What to Do If You Get Sick away from Home -- Any foreign consulate can provide a list of area doctors who speak English. If you get sick, consider asking your hotel concierge to recommend a local doctor -- even his or her own. You can also try the emergency room at a local hospital. Many hospitals also have walk-in clinics for emergency cases that are not life-threatening; you may not get immediate attention, but you won't pay the high price of an emergency room visit.
If you suffer from a chronic illness, consult your doctor before your departure. For such conditions as epilepsy, diabetes, or heart problems, wear a MedicAlert identification tag (tel. 888/633-4298; www.medicalert.org), which will immediately alert doctors to your condition and give them access to your records through MedicAlert's 24-hour hot line.
The medical facilities and personnel in Buenos Aires and other urban areas in Argentina are very professional. Argentina has a system of socialized medicine, where basic services are free and doctors are well trained, but the facilities are poorly maintained due to lack of funding. There are many private clinics in every city, and they are inexpensive by Western standards. For an English-speaking hospital, call the Hospital Británico (tel. 11/4304-1081), established over 150 years ago during the British Empire's heyday. If you worry about getting sick away from home, you may want to consider medical travel insurance. In most cases, however, your existing health plan will provide all the coverage you need, but call to make sure. Be sure to carry your identification card in your wallet. You should also ask for receipts or notes from the doctors, which you might need for your claim.

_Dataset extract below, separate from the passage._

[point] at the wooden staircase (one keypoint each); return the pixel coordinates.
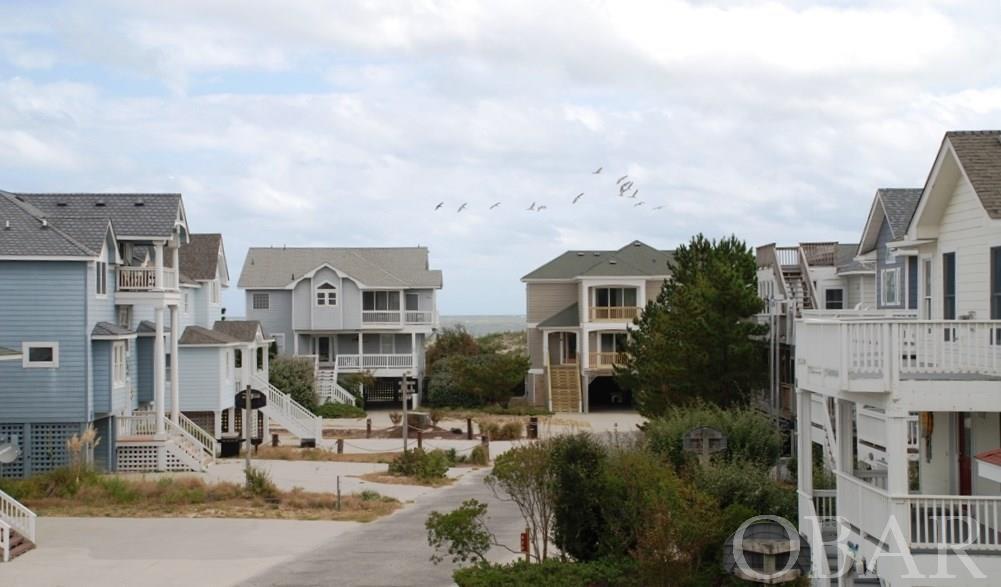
(565, 388)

Petty crime has increased significantly in Buenos Aires and other cities as a result of Argentina's economic crisis. Travelers should be especially alert to pickpockets and purse snatchers on the streets and on buses and trains. Tourists should take care not to be overly conspicuous, walking in pairs or groups when possible. Never walk around with your passport, as to lose it is a major headache. In Buenos Aires, do not take taxis off the street. You should call for a radio-taxi instead. Take similar precautions when traveling in Argentina's other big cities.
Note: This information was accurate when it was published, but can change without notice. Please be sure to confirm all rates and details directly with the companies in question before planning your trip.